By Tomas Kassahun, Blavity
A new report from the Pew Research Center highlights striking data about the population growth of Black immigrants in the U.S. According to the study, there were 4.6 million Black immigrants living in the United States in 2019, an increase of 3% since 1980. The report adds that about 1 in 10 Black people living in the U.S. are not born in America.
At this rate, according to the data, the country’s Black immigrant population would eventually exceed U.S.-born Blacks. The U.S. Black immigrant population is expected to increase to 9.5 million by 2060, doubling the current total.
About 9% of Black people in the U.S. are second-generation Americans who have at least one parent born abroad, according to pew. Looking at the socio-economic status of Black immigrants, the data reveals that they have more college degrees than U.S.-born Blacks and a higher median household income.
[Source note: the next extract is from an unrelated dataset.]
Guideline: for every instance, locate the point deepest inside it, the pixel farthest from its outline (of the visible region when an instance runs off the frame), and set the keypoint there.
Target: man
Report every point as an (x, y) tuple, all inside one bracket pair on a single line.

Still, Black immigrants face the same amount of discrimination as Black people born in the U.S, the study concludes.
Abraham Paulos, deputy director of policy and communications for the Black Alliance for Just Immigration, said his organization provides financial resources, food and clothing to help immigrants overcome the challenges they face in the U.S.
“We fight for two things: racial justice and migrant rights,” Paulos told NBC News. “We fight for Black people.”
Paulos, who migrated to the U.S. with his family as a child in the 1980s after he was born in Sudan, said the criminal justice system creates a huge hurdle for Black immigrants.
“I’ve had cousins that have gotten deported,” he said. “One cousin just got out of a detention center.”
Although a large amount of Africans migrate to the U.S., the Caribbean still remains as the most common region of birth for Black immigrants, Pew concludes. Jamaica and Haiti are identified as the two largest origin countries.